After the week-long course in Nairobi, NCBA CLUSA’s CDP project worked with the newly certified cooperative officers from Meru and Nandi Counties to establish ADR helpdesks at the county government offices. The officers also trained fellow officers to build these skillsets among their teams. Launch events were held, and NCBA CLUSA helped spread the word about these new services through CDP activities and helpdesks referrals.
Meru and Nandi Counties’ Cooperative Departments have developed three levels of services. For a cooperative’s internal dispute, the goal is to train the management and board on effective ways of mediating and resolving the issue on their own. If a dispute cannot be resolved internally or involves an external party, the second level is for a sub-county officer to step in and mediate. If the case still cannot be resolved, it is taken to the county helpdesk.
In the less than two years since these ADR services began, cooperative officers have worked diligently to serve the cooperatives in their jurisdictions: 37 cases came across their desks, and an impressive 33 cases have been amicably resolved with only 4 cases pending.
Many of the registered disputes involved loan defaults. For example, one case filed by a savings and credit cooperative involved an agricultural cooperative that had changed board leadership and was delinquent in the repayment of their loan. Through the county’s ADR support services, a lower interest rate was negotiated along with new repayment terms. Both parties are happy with the outcome and grateful the matter didn’t need to be taken to court.
One internal dispute that required mediation involved a producer group within an agricultural cooperative that aggregated maize from the cooperative’s membership and sold it to a buyer.
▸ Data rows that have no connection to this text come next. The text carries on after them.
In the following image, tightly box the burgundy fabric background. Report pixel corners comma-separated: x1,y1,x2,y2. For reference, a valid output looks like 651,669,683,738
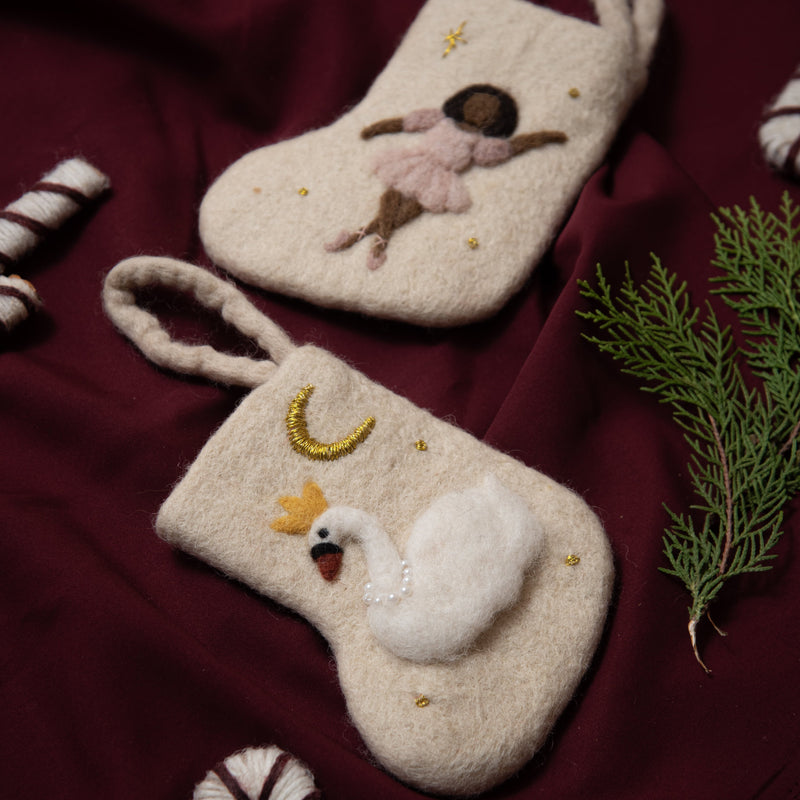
2,1,799,798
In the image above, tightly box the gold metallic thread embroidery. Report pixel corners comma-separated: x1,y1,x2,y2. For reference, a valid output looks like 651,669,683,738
442,21,467,57
415,694,431,707
286,384,376,461
415,440,428,451
565,554,581,566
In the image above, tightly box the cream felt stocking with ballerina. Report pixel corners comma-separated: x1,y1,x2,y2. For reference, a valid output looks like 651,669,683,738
199,0,663,326
103,255,614,796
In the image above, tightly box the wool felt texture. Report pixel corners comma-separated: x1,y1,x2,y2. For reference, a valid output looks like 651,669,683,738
760,64,800,179
199,0,663,326
103,255,613,796
5,3,800,799
193,746,321,800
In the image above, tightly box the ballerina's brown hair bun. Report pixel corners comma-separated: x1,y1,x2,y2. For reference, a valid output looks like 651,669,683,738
442,83,519,138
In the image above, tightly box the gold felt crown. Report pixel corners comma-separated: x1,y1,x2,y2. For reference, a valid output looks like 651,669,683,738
270,481,328,535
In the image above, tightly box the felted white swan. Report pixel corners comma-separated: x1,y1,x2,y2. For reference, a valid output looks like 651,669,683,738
306,474,544,663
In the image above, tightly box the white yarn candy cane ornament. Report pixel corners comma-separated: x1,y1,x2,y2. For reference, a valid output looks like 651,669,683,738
0,274,42,334
0,157,110,332
759,64,800,178
193,746,322,800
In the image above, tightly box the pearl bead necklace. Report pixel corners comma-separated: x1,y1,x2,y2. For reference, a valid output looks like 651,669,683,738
363,560,412,605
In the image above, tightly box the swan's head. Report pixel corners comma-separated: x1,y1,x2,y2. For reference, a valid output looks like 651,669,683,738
309,514,344,582
308,506,376,582
270,482,377,583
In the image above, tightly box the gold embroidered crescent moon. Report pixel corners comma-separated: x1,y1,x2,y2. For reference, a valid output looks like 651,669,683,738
286,384,376,461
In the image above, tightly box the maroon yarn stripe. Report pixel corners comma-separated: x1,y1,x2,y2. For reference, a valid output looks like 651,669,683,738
0,210,51,237
212,762,252,800
259,751,292,800
301,790,323,799
0,284,36,314
0,250,14,268
30,180,92,207
762,105,800,122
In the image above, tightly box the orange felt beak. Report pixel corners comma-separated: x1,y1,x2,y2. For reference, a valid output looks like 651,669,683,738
311,542,343,581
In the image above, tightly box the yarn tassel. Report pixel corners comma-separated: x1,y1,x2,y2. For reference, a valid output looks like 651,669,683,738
759,64,800,178
0,157,110,332
193,745,322,800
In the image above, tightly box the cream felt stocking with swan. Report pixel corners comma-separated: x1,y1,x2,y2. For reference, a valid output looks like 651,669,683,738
103,255,614,796
199,0,663,326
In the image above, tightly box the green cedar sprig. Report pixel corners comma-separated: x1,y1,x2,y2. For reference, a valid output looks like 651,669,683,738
576,193,800,672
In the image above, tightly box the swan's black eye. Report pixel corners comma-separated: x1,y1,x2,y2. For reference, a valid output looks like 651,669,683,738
318,528,329,539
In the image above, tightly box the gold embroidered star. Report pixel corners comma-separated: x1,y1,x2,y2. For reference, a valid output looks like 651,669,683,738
442,21,467,57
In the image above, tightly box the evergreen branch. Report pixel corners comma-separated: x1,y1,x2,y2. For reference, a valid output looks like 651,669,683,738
707,413,733,575
780,418,800,455
577,193,800,672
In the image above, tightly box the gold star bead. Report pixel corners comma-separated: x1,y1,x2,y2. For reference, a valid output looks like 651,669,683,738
568,87,581,98
467,237,479,249
565,554,581,566
415,440,428,451
298,187,309,196
415,694,431,708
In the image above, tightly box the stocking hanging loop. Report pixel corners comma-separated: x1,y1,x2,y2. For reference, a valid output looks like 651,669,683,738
103,256,295,388
593,0,663,79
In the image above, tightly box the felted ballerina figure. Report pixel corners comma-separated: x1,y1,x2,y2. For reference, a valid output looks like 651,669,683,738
325,83,567,270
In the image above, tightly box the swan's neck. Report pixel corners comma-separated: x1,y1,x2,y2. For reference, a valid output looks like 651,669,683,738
327,507,410,603
344,509,402,584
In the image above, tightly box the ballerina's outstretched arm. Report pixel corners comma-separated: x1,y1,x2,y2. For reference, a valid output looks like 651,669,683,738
361,108,445,140
361,118,405,139
510,130,568,155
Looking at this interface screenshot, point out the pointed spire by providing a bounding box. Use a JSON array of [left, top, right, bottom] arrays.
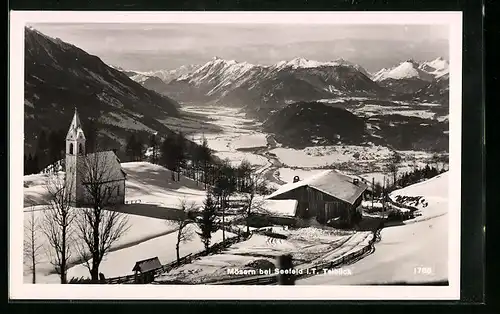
[[66, 107, 84, 140]]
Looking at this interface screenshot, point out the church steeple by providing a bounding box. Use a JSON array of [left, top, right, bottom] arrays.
[[66, 108, 85, 141], [66, 108, 86, 156]]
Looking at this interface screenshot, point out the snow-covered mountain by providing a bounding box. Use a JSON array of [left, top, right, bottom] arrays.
[[418, 57, 449, 78], [371, 59, 441, 94], [110, 64, 200, 95], [176, 56, 258, 97], [164, 56, 386, 112], [144, 65, 200, 82], [372, 59, 435, 82], [24, 27, 180, 153]]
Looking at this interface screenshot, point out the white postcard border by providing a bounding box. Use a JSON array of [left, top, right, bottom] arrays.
[[9, 11, 462, 300]]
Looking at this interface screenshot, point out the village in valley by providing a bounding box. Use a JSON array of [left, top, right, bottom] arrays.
[[22, 24, 450, 286]]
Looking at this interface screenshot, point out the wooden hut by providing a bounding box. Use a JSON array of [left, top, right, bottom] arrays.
[[132, 257, 162, 284]]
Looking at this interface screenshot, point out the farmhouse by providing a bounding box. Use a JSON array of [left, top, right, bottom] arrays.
[[266, 170, 368, 226], [65, 108, 126, 207]]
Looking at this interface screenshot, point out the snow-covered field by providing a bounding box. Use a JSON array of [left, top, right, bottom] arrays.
[[23, 162, 210, 283], [271, 145, 393, 168], [23, 208, 178, 283], [67, 227, 235, 280], [24, 162, 208, 210], [271, 145, 434, 169], [214, 151, 269, 167], [298, 172, 449, 285], [350, 105, 438, 120], [155, 227, 367, 284], [297, 215, 448, 285]]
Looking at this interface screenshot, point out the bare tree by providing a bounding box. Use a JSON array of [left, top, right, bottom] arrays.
[[24, 206, 43, 284], [75, 151, 130, 281], [387, 151, 402, 187], [41, 174, 76, 284], [241, 171, 268, 235], [174, 199, 197, 265]]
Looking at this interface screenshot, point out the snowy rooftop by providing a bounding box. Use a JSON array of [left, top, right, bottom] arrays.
[[256, 199, 298, 217], [78, 151, 126, 182], [267, 170, 368, 205]]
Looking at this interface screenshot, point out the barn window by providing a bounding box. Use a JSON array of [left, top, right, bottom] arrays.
[[69, 143, 74, 155]]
The producer group put the money from the sale into their account without informing the cooperative which led to a side-selling dispute that dragged on for months. With mediation support from a sub-county cooperative officer, the PO and cooperative level leaders came together and reached an agreement on how to distribute the money fairly.
The addition of these ADR services is helping to build a stronger support ecosystem for cooperatives in Meru and Nandi Counties.
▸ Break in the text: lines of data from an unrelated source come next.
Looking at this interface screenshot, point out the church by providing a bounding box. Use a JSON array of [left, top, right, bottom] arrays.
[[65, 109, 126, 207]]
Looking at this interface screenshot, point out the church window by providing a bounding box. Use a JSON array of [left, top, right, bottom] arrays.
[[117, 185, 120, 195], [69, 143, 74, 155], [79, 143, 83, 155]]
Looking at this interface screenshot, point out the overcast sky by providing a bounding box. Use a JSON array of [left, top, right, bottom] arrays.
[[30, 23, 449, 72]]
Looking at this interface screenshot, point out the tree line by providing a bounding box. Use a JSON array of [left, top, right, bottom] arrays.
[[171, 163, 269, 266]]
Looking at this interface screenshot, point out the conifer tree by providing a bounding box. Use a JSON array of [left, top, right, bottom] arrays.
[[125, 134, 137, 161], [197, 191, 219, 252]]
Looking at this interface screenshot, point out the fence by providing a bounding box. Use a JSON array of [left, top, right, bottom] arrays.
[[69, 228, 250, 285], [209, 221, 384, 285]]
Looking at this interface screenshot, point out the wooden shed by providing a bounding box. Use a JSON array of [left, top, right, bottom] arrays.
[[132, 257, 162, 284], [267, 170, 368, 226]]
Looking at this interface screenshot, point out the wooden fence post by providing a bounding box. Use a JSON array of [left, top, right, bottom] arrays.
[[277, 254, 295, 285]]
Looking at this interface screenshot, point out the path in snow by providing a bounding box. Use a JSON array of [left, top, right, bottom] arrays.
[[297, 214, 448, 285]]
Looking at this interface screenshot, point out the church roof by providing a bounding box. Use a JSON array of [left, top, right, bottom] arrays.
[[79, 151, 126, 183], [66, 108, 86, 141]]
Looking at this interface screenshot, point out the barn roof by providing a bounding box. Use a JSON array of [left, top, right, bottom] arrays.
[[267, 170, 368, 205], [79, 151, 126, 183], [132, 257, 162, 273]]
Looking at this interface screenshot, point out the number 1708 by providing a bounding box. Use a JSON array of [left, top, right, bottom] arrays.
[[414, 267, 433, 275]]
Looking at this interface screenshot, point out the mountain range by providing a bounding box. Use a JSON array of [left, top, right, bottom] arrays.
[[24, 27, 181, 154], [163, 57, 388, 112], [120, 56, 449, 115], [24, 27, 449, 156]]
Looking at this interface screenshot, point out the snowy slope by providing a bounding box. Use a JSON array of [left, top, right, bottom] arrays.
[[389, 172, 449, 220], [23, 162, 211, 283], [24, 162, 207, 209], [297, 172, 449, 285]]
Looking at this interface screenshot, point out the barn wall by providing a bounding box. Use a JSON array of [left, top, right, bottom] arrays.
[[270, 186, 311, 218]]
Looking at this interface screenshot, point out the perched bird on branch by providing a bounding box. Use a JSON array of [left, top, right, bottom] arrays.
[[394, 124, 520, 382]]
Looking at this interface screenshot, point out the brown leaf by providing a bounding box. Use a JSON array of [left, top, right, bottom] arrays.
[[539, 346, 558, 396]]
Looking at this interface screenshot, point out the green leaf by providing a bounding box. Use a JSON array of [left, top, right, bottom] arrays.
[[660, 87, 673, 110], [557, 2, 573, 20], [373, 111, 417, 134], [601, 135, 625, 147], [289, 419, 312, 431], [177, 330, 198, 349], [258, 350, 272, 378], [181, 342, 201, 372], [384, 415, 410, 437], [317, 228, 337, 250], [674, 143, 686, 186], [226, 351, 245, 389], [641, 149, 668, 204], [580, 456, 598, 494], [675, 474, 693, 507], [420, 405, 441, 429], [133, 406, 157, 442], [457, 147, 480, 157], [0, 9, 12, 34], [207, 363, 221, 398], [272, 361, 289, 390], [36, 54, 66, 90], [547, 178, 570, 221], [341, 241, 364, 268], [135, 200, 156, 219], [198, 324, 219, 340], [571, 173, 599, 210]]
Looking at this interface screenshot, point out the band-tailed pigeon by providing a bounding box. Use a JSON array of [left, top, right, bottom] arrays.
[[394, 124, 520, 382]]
“ADR has healed some of our cooperatives,” explained Nandi Dairy Cooperative Union Chairman Dr. Abraham Rugut. The Cooperative Department head in Meru County, Mugambi Sandi, shared similar sentiments, “When disputes are resolved amicably through the ADR mechanism, no one is taken to court and peace prevails.”
Furthermore, these services enable cooperatives to regain trust and build back member relations. As Githongo Dairy Cooperative Society Manager Purity Kagwiria explained, “Through ADR, many difficult cases that had threatened to sever relationships between members, board, and management have been resolved.”
Although NCBA CLUSA’s CDP project helped fund the initial ADR certification trainings and has been monitoring progress of these mediation activities, the county governments and cooperative officers institutionalized the helpdesks and continue to provide these services on their own. They are proud of their progress and encouraged by the impact of their work. As sub-county cooperative officer Hosea Kiprop said, “Resolving cooperatives’ cases out of court or tribunal has assisted farmers in Nandi County. This has made our work easier and earned us a lot of respect from the community.”
For NCBA CLUSA, as a cooperative development organization focused on strengthening capacities of local partners, there is no better outcome. NCBA CLUSA’s current CDP project will end later this year, but the cooperative departments in Meru and Nandi Counties will continue to support the cooperative sector with these ADR services.